Miguel Díaz-Canel Bermúdez, Primeiro Secretário do Comitê Central do Partido Comunista de Cuba e Presidente da República, concedeu recentemente uma entrevista ao cientista político espanhol Pablo Iglesias Turrión na plataforma digital Canal Red, transmitida pelo programa Mesa Redonda.

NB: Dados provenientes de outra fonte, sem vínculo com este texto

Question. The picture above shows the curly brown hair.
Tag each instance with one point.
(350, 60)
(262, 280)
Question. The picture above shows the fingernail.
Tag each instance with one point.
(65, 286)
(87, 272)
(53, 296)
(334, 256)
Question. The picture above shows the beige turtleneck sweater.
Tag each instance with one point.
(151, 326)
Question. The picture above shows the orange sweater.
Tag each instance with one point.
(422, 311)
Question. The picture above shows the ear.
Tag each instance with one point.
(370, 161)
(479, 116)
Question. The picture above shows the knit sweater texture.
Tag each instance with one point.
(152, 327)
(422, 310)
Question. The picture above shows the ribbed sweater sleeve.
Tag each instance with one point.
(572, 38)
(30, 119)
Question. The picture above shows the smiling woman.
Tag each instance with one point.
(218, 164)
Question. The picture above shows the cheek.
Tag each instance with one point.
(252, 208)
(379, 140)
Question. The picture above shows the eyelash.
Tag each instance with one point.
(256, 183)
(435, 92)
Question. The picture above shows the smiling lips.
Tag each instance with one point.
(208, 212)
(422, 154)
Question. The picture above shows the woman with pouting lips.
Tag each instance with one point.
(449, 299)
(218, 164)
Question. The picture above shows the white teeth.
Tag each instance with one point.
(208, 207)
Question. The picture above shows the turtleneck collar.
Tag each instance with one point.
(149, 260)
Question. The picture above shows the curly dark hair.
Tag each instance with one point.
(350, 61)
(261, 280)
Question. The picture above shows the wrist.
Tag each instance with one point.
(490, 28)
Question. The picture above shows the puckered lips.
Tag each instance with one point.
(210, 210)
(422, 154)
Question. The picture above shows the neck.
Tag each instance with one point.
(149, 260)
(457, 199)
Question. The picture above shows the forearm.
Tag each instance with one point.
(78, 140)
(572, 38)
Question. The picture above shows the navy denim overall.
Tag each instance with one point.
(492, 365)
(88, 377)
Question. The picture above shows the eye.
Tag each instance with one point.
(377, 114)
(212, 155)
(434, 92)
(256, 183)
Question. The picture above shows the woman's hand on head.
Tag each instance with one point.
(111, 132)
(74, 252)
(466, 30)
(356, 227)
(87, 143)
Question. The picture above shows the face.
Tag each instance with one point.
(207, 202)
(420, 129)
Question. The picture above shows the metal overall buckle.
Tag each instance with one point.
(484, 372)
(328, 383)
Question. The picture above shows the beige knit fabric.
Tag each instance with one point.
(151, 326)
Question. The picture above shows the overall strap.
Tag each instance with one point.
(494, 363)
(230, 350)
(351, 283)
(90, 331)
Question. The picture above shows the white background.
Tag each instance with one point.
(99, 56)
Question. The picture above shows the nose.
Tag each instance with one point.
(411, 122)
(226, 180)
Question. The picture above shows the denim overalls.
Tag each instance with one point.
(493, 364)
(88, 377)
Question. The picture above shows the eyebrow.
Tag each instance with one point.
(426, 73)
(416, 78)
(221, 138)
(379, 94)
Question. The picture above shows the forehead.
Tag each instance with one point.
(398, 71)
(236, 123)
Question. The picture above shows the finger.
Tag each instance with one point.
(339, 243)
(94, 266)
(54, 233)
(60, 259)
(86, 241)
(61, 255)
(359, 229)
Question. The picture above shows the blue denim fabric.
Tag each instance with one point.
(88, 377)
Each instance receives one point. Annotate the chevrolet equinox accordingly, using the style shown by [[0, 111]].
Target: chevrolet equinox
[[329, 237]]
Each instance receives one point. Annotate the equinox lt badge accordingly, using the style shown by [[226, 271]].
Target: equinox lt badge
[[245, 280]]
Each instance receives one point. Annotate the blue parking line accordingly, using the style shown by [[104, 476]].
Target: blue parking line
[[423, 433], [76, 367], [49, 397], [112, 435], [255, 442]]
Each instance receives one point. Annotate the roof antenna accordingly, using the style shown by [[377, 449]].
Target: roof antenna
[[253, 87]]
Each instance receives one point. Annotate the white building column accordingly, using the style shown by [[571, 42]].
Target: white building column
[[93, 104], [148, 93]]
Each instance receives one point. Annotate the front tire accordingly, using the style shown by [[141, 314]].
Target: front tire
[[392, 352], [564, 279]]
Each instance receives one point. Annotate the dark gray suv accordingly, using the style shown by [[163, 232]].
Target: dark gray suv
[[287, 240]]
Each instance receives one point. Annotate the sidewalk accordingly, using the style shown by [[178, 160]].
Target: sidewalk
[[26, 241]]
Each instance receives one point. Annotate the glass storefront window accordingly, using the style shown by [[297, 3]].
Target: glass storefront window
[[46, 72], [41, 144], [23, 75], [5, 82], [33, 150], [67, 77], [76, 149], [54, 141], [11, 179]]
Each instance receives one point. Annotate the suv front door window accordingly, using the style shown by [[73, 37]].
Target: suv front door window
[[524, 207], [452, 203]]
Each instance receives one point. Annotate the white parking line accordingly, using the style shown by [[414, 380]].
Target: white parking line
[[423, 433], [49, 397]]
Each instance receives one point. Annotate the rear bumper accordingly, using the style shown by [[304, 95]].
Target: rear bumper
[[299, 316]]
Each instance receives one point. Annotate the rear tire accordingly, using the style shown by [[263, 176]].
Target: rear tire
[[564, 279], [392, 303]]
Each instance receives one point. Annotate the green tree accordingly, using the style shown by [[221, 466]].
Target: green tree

Do Palácio da Revolução em Havana, Díaz-Canel abordou a atual situação de Cuba, marcada pelo bloqueio econômico, comercial e financeiro imposto pelos Estados Unidos.
Díaz-Canel explicou que a intensificação do bloqueio desde 2019, incluindo a aplicação do Título III da Lei Helms-Burton e a inclusão de Cuba na lista de países que supostamente apoiam o terrorismo, levou a uma perseguição financeira e energética. "Não tivemos uma gota sequer de combustível entrando no país durante três meses", observou ele, causando apagões e escassez de alimentos, medicamentos e transporte.
Diante desses desafios, o presidente destacou a "resistência criativa": desenvolvimento de vacinas cubanas contra a COVID-19 (três de cinco candidatas), ventiladores mecânicos e adaptações comunitárias como cozinhas compartilhadas e triciclos elétricos. Na área de energia, Cuba instalou 1.000 MW de parques fotovoltaicos no ano passado, elevando a geração renovável de 3% para 10%.
Sobre o diálogo com os EUA, ele confirmou conversas com funcionários do Departamento de Estado, facilitadas por mediadores internacionais e orientadas pelo General de Exército Raúl Castro. "Estamos dispostos a construir uma relação civilizada entre vizinhos", disse, mas sem condições que afetem a soberania cubana.
Por fim, Díaz-Canel enfatizou a prontidão defensiva: "Daríamos nossas vidas pela Revolução", referenciando um comentário viral do trovador Silvio Rodríguez.